学院1年セリナ編 第六十三章 ルーメンの誕生日① 十二歳の朝
第六十三章 ルーメンの誕生日
十二歳の誕生日の朝は、特別なことが起きたわけでもないのに、空気だけが少し違って感じられた。窓の外の光はいつも通り柔らかく、屋敷の廊下には家の匂いが満ちている。

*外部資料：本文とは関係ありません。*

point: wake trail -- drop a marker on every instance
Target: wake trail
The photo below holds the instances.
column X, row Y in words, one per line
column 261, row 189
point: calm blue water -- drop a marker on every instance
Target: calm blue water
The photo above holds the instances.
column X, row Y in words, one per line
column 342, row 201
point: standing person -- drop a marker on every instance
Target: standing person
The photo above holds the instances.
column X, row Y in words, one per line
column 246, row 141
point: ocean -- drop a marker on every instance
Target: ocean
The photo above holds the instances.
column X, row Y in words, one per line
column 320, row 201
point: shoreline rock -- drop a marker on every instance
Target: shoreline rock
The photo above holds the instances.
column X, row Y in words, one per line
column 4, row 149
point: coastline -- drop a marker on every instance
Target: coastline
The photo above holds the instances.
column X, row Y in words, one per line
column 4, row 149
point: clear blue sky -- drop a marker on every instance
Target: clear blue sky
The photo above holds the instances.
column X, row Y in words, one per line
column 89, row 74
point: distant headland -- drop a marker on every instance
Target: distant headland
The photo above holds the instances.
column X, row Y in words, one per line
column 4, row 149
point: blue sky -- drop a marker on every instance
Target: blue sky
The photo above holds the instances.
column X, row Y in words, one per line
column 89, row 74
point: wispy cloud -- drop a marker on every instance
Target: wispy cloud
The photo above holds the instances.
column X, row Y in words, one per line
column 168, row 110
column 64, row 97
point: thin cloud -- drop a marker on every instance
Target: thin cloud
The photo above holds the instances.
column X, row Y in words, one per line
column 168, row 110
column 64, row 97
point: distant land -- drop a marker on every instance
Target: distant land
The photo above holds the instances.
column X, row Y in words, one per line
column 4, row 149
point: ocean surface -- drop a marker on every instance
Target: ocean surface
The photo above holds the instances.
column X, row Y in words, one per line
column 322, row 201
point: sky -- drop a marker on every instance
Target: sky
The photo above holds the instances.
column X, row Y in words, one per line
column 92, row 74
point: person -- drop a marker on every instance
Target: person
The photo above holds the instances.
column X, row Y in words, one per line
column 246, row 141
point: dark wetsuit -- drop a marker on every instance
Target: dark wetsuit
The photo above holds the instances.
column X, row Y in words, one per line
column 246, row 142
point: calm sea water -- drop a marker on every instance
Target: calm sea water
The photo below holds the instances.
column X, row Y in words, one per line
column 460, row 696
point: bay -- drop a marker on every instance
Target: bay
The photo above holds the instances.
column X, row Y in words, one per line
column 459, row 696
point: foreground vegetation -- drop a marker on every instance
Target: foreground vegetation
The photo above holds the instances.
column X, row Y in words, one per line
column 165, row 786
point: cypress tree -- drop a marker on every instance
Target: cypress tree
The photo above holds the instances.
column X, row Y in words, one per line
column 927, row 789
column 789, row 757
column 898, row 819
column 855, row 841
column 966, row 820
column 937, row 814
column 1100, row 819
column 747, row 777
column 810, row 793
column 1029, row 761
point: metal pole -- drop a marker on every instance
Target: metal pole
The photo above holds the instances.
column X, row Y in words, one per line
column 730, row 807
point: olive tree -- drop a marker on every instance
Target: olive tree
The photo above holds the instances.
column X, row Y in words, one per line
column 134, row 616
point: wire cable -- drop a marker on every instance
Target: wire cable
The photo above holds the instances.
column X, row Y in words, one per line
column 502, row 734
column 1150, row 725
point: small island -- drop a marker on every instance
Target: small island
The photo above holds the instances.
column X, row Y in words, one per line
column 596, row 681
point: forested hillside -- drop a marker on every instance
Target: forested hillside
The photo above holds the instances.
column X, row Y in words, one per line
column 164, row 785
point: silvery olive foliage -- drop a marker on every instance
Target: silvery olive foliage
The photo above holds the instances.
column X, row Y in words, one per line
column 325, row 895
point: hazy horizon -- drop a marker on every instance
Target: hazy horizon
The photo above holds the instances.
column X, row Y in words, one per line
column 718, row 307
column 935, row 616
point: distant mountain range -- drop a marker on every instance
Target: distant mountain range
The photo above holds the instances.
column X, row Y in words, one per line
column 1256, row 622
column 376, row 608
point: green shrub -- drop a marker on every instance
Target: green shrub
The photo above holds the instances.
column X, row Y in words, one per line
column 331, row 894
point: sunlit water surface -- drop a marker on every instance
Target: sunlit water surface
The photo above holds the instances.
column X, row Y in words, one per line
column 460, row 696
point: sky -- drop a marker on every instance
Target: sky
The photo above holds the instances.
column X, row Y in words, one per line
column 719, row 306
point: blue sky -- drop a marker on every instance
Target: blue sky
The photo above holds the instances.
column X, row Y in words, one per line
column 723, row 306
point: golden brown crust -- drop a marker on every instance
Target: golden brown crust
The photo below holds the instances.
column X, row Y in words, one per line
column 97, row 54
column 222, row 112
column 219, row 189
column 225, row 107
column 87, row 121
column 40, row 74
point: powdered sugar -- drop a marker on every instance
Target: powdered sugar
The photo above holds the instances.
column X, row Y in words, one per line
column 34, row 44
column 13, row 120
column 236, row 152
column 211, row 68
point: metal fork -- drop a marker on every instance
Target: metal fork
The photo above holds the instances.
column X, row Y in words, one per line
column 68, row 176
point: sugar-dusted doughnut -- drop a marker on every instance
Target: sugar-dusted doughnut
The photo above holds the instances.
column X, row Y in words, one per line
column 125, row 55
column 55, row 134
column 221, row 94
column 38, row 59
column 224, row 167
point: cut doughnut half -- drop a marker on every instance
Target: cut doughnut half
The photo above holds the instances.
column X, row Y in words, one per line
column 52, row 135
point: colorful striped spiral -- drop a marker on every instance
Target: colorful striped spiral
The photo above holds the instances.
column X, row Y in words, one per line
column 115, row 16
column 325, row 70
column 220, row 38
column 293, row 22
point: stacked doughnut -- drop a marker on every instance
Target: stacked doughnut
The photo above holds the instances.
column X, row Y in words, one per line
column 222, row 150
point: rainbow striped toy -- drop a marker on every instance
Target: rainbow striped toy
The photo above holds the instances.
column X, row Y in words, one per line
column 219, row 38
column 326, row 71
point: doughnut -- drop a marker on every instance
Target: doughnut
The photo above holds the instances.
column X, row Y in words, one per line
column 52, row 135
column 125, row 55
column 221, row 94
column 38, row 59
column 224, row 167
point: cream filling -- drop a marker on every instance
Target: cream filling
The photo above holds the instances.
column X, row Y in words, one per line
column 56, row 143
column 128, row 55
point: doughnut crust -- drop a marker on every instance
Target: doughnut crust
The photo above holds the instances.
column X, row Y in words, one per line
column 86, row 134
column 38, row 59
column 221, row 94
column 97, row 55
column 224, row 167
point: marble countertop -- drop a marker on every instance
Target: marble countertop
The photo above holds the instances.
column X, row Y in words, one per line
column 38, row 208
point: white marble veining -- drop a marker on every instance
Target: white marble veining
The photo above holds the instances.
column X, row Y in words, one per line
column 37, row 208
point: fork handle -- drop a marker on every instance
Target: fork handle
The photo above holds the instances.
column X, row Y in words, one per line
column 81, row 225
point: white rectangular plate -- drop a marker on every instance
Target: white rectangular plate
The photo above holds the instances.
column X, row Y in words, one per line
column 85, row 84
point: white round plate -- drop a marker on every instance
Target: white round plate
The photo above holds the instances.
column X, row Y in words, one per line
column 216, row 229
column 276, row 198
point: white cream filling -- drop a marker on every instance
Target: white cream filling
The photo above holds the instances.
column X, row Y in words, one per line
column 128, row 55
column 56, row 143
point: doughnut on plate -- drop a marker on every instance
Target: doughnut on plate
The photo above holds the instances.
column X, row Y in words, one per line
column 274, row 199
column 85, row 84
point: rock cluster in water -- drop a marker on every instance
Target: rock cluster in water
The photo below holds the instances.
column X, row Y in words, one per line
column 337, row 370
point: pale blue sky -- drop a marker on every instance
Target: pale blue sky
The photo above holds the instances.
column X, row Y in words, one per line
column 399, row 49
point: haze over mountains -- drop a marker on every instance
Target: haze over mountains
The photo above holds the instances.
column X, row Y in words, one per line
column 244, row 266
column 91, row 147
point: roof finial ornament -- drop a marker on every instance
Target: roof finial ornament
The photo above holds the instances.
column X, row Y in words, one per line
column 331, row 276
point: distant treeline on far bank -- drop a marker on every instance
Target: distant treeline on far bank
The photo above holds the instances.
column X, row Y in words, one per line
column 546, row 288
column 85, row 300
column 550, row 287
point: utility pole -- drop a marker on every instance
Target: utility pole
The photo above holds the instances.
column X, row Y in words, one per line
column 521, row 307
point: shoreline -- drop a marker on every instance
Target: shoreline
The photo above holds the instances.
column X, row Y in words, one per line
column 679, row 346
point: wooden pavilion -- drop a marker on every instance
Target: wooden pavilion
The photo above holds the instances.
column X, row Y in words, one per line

それでも胸の奥が、落ち着かないというより、静かに弾んでいる。自分がひとつ歳を重ねるというだけで、世界の見え方がほんの少しだけ変わる。それは大げさな革命じゃなく、気づけば足元に引かれていた一本の線を、ようやく越えたような感覚だった。
食卓に向かうと、母さんが朝から手を込んだ料理を並べてくれていた。湯気の立つ皿の匂いが、祝いの気配をはっきり形にしている。俺が席に着くのを見て、家族が自然に笑顔になる。その笑顔が、胸の奥にじんと温かいものを落とした。
「ルーメン、誕生日おめでとう」
最初に言われたのは、たぶん母さんだったと思う。続いて父さんも、妹のエレナも、それぞれの言い方で「おめでとう」を重ねてくれる。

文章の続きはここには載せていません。